When they were rediscovered in 1460 they were found to be uninhabited although they were noted as inhabited on earlier maps. The 1413 map of the Catalan cartographer Mecia de Viladestes, which is thought to be based on Roman sources, shows islands at the same location named as Gades, a name that could be a diminutive of Gorgades or possibly derived from Gaderia one of the kingdoms of the Atlantis empire. In the 16th century the Cape Verde Islands were also shown with the alternative name of Dorcades, on the 1563 map of the Portuguese historian Antonio Galvao, which may just have been a corruption of Gorgades.

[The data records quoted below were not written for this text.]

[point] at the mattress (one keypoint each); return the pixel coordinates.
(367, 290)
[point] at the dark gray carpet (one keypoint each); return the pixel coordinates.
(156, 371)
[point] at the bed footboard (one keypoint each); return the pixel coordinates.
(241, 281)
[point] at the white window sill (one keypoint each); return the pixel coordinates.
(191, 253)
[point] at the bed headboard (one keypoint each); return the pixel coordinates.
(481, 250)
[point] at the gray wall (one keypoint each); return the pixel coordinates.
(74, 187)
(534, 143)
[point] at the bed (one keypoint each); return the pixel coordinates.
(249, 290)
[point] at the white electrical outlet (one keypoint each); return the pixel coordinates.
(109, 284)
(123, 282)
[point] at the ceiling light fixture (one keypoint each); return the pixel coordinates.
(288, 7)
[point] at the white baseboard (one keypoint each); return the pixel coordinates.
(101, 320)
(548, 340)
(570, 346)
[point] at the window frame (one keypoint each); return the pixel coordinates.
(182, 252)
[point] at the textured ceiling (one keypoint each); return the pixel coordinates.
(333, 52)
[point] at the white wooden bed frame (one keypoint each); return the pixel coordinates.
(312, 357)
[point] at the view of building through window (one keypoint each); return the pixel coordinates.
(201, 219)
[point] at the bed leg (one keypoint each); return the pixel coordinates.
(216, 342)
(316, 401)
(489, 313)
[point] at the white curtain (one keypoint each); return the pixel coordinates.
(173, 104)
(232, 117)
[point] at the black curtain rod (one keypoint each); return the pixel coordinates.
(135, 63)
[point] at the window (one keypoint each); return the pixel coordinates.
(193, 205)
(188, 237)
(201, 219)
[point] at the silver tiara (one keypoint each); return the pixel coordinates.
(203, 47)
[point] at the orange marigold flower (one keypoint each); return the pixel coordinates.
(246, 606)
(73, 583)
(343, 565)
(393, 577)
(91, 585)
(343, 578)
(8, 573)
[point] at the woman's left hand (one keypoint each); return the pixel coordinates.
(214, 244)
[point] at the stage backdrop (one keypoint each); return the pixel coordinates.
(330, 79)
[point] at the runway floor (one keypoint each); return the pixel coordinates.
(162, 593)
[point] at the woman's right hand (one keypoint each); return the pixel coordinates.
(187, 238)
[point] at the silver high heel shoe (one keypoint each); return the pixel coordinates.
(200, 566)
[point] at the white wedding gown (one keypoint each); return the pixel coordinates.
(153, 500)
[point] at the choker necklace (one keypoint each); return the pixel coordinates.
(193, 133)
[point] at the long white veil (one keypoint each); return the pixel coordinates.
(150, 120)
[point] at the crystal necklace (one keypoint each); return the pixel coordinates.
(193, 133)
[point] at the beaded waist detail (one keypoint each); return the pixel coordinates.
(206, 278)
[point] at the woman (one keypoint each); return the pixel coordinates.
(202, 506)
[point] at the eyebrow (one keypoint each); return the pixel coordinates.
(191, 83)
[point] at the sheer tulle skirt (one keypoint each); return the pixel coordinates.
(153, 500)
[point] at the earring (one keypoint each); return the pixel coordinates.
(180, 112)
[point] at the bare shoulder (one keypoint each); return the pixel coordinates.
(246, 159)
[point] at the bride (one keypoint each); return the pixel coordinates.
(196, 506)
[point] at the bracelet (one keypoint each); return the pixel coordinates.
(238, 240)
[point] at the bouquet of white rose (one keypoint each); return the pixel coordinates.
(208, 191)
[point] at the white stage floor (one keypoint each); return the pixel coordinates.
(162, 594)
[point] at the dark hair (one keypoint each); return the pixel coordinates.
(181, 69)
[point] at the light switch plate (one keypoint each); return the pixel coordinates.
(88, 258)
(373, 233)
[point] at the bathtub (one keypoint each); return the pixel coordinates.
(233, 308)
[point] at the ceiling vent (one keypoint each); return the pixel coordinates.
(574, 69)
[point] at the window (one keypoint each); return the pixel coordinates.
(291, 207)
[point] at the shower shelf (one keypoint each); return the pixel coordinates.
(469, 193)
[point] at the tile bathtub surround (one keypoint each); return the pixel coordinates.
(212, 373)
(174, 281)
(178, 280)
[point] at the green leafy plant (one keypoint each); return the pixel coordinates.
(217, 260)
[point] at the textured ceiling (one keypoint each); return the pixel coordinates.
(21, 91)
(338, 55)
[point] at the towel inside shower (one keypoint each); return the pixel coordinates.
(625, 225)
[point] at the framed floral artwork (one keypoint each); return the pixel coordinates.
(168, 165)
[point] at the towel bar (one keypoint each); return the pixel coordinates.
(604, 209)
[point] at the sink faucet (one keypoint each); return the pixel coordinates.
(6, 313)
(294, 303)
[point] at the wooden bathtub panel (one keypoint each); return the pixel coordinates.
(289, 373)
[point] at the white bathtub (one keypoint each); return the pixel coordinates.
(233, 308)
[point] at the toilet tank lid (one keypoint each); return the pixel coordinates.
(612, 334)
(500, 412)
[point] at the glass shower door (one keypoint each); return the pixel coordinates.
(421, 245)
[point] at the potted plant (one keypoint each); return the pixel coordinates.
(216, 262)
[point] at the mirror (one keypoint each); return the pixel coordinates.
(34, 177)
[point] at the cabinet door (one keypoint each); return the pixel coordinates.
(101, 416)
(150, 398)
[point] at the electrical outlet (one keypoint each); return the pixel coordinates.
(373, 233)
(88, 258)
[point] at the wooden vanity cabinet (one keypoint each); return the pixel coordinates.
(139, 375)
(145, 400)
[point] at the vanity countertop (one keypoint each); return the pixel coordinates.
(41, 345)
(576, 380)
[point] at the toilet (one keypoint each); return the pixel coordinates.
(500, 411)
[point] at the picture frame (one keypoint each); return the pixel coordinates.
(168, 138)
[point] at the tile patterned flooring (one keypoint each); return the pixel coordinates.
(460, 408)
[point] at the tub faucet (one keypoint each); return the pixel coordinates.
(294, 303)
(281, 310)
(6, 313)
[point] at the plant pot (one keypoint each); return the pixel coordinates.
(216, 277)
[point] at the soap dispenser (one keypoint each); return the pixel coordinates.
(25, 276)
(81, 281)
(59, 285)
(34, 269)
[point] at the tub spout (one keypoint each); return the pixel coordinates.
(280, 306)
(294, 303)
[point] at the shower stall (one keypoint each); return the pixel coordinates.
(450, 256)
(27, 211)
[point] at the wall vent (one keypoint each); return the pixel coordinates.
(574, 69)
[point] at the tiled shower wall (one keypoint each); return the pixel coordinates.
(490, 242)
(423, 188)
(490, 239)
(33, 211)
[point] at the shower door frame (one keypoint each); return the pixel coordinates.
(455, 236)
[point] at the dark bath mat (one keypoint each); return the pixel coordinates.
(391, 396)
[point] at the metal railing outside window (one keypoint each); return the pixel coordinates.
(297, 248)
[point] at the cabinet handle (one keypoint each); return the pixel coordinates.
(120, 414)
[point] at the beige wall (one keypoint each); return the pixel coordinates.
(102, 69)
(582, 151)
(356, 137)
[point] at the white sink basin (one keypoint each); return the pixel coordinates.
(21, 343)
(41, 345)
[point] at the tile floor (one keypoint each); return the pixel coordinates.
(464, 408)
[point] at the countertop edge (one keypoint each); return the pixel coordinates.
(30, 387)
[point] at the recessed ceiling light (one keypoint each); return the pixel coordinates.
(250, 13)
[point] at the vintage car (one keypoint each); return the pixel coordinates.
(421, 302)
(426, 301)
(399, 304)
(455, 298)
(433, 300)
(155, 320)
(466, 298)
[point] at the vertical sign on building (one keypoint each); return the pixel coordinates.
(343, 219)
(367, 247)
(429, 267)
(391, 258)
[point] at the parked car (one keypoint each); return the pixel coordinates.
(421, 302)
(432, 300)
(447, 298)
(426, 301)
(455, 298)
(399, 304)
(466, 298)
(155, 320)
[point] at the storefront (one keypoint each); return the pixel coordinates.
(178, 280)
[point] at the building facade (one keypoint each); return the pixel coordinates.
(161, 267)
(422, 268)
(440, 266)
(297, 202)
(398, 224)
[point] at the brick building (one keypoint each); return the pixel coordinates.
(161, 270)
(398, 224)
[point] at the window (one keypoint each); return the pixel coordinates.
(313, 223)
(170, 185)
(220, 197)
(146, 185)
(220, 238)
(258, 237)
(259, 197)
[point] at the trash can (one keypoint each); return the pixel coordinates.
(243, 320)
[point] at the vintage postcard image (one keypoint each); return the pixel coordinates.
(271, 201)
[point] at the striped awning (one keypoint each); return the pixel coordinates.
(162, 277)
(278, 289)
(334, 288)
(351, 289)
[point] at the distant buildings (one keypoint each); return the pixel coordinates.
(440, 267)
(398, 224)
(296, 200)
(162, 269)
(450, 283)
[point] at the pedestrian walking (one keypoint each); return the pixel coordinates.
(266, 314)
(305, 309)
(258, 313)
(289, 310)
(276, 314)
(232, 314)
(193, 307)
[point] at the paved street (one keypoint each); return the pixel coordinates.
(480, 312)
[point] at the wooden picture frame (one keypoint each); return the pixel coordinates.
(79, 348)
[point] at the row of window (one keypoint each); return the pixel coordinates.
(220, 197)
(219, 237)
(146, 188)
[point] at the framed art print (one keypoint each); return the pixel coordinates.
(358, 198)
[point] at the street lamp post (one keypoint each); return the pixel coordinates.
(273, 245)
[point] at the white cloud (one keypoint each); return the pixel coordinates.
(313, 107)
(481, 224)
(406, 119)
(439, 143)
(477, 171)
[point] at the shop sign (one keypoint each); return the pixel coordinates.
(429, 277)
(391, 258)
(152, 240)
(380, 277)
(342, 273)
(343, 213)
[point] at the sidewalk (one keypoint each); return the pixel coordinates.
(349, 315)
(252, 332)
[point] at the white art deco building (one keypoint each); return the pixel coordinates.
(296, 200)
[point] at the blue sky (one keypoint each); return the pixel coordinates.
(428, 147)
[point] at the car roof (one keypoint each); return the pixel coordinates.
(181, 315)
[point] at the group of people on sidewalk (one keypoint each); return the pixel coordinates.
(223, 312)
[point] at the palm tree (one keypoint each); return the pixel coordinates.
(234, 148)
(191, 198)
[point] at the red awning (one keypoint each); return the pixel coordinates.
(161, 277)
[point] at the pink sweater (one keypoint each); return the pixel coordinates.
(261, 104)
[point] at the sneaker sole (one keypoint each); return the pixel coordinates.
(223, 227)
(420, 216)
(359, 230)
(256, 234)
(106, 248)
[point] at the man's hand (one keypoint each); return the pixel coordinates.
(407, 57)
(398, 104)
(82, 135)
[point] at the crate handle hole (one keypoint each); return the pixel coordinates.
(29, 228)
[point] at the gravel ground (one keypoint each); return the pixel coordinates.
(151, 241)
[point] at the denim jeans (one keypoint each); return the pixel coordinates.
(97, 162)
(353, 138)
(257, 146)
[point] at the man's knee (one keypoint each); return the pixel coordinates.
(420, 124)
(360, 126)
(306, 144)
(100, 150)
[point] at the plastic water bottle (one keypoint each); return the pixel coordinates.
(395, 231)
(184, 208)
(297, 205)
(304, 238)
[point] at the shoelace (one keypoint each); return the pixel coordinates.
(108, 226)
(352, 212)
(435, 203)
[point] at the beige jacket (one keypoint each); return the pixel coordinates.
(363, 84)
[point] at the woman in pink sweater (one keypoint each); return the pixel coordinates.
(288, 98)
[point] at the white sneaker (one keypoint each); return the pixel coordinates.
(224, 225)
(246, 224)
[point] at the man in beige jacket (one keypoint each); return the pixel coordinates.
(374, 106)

A few years later in 1587 a map by the English geographer Richard Haklyut again applies the name Gorgades to the Cape Verde Islands. The identification of the Gorgades with the Cape Verde Islands is strongly defended by modern writers such as Andrew Collins.
Although there is little support for identifying the Cape Verde Islands as Atlantis itself, there is willingness by some to see them as remnants of its empire. Without more clear-cut classical references and/or archaeological evidence, it would be unwise to put too much value on any Atlantean link with the archipelago.
Thomas K. Dietrich speculated[217, p70] that the Prime Meridian of ancient civilisations was centred on the Cape Verde Islands.
In 1949, Capt. H.P.C. Andersen, who worked for a Danish salvage company, wrote a very brief letter to Egerton Sykes‘ Atlantis Research journal with the self-explanatory title of Atlantean Traces in the Cape Verde Islands(a). In it, he recounts coming across a harbour in Boavista Island, the bottom of which was completely covered in sheets of concrete about a yard square, reminiscent of a market place.
A short YouTube clip(b) purporting to offer evidence for Atlantis at Cape Verde is available. It is based on Google Earth images, but is far from convincing.